I owe a huge debt to Alex Mold, the principal investigator on the Wellcome award, my boss and mentor over the three years of my Research Fellowship at the School. She has made sure that I have stayed on course with the research, made my writing more readable and helped guide my career. If this book is useful to anyone it is because of her; and if not, the fault lies with me, the author. I must also thank Martin Moore and Harriet Palfreyman, who have read through countless drafts of this manuscript and offered constructive advice and criticism throughout. They have challenged my assertions and clarified my thinking. I have come to learn that no amount of praise is ever good enough for them. Daisy Payling, Peder Clark and Hannah Elizabeth, my colleagues on Placing the Public have been excellent co-workers, sounding boards and friends over the years. All have helped me to ask new questions of my material, especially Hannah and the work we have done together on the history of emotion within the 1950s polio vaccination programme.

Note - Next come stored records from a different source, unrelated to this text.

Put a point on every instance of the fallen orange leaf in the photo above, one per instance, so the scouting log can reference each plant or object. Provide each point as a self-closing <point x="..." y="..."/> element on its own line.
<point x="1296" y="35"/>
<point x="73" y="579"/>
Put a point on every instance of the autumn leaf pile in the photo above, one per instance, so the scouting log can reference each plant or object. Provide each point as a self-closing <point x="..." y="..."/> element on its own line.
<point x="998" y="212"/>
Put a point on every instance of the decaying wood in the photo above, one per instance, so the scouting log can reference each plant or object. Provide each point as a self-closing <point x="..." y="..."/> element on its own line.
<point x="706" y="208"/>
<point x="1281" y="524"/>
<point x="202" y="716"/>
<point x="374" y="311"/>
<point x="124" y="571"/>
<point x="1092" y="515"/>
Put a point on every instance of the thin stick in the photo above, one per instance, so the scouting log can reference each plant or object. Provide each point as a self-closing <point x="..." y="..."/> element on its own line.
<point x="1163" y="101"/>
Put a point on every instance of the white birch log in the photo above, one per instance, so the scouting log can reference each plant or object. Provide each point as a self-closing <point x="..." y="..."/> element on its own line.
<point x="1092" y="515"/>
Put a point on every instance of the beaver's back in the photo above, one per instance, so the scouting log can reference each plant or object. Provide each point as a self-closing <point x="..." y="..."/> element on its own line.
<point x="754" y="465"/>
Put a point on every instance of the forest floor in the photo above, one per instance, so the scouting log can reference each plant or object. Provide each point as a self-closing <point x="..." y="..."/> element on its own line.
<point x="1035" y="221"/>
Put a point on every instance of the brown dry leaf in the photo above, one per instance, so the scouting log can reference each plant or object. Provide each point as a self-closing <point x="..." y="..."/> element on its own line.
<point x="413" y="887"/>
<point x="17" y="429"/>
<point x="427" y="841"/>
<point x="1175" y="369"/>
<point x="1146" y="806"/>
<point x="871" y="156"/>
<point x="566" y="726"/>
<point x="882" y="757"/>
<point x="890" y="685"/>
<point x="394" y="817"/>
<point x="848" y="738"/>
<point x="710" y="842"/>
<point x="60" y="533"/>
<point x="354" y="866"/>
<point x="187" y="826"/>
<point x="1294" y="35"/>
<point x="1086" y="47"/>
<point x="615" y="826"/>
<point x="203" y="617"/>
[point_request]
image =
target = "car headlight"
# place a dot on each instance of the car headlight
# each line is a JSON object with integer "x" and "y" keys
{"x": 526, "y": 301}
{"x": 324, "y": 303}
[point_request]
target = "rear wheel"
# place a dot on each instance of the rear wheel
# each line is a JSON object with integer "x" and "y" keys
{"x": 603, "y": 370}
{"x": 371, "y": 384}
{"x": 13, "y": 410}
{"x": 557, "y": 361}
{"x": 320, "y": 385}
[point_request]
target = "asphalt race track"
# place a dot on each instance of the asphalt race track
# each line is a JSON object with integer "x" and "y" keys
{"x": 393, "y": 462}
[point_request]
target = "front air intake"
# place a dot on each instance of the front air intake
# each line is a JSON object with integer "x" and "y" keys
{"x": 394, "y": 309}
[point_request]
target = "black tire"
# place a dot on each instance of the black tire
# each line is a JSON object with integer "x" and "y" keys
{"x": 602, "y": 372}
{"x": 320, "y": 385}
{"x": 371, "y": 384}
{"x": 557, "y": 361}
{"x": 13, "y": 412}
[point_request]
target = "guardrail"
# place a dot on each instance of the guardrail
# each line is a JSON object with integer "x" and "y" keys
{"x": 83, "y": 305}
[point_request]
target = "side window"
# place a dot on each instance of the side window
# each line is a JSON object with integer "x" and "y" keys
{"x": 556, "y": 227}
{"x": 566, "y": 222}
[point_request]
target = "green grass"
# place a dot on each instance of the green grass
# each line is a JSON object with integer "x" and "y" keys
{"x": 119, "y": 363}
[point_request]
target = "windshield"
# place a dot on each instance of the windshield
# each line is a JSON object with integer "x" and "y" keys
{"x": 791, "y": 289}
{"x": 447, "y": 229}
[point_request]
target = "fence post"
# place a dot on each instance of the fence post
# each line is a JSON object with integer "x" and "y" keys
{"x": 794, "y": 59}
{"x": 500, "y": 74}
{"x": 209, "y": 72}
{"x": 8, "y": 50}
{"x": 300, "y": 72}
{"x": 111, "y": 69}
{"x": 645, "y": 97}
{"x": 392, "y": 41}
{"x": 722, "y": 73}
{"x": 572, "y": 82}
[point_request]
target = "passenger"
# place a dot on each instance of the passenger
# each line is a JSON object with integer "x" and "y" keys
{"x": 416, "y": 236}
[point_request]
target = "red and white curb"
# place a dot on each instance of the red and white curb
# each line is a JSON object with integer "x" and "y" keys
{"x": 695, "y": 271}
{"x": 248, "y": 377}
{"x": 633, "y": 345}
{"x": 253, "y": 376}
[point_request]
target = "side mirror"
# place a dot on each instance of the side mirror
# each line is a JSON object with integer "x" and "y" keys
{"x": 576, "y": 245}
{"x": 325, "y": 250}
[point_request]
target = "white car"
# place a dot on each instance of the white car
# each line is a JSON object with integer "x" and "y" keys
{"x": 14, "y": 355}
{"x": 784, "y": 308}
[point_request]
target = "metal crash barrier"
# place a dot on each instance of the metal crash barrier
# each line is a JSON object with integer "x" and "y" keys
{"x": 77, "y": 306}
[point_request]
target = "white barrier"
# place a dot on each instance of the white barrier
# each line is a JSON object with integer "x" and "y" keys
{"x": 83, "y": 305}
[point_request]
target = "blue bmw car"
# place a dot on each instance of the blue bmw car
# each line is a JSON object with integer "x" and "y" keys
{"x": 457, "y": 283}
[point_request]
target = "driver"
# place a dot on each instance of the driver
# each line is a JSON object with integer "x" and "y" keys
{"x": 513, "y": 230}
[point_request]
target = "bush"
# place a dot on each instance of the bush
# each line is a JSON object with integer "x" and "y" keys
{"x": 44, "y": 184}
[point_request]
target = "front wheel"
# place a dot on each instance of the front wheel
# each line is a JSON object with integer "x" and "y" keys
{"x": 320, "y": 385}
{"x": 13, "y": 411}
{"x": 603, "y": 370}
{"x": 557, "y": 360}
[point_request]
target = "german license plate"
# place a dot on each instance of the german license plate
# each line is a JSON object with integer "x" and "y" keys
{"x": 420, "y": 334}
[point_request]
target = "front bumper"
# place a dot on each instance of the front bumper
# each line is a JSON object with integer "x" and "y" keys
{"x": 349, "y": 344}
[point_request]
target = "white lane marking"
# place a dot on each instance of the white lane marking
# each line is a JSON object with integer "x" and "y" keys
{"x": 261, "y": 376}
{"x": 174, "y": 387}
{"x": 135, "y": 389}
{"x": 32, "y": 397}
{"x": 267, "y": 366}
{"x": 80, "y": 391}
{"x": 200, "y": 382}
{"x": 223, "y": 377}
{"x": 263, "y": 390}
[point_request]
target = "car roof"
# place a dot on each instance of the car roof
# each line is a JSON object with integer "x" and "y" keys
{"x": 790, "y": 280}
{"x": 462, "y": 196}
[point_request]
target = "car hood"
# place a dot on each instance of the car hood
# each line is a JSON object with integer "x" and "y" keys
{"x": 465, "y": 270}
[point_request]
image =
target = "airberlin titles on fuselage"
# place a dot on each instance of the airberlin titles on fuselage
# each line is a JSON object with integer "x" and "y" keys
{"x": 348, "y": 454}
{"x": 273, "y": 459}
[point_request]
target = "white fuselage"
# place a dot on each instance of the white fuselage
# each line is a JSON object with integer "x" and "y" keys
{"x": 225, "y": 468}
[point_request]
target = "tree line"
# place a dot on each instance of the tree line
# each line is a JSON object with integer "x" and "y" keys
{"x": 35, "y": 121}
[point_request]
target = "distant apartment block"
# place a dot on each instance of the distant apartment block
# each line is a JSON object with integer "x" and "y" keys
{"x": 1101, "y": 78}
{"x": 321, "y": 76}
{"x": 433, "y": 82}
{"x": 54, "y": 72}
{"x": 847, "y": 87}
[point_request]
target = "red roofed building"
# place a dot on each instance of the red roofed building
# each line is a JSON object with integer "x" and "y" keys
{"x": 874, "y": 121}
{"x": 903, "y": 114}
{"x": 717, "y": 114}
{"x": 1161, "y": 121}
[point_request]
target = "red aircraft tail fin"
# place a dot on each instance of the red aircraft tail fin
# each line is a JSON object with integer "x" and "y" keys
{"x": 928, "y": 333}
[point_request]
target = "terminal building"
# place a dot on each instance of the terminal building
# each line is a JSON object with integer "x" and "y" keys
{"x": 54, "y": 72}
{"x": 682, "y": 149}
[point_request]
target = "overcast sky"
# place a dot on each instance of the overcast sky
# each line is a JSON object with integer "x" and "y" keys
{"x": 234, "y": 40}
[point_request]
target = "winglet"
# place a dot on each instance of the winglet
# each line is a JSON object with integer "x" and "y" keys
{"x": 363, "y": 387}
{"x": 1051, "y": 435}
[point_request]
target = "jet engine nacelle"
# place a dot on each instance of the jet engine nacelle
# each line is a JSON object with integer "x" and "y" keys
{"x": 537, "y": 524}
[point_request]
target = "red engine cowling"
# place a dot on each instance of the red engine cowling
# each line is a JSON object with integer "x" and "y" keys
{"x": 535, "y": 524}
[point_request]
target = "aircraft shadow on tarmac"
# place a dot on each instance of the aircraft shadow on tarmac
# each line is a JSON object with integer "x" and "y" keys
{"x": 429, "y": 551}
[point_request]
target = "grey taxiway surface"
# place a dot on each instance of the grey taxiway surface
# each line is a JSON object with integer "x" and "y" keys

I joined the Centre for History in Public Health as a PhD student in 2009. It has been an uncommonly supportive environment in which to work and study. I must pay particular thanks to my PhD supervisor, Martin Gorsky, who has continued to be a mentor; and the outgoing head of the centre, Virginia Berridge. Ingrid James has been a superb administrator, without whom I am sure I could not have got through the past eight years. Christopher Sirrs and Tim Crocker-Bruque have given useful notes on drafts of work related to this project, for which I am grateful. Thanks too to Stuart Anderson, Hayley Brown, Angela Grainger, Anne Hardy, John Manton, Susanne McGregor, Jane Seymour, Ros Stanwell-Smith, Sue Taylor, Jenny Walke, Mateusz Zatonski and all members past and present for making the Centre a vibrant place to do research.
. Jane Winters, Richard Deswarte and Peter Webster must also take credit. As I now move on to a new project with the Wellcome Trust, I must also make special mention of Mathew Thomson and Roberta Bivins at the University of Warwick for their encouragement, reading of draft material and sponsoring my application for a post which started in September 2017. It took a lot of stress out of the final months of submitting and revising the manuscript, as did the support of my new colleagues Jenny Crane, Jane Hand, Natalie Jones and Jack Saunders.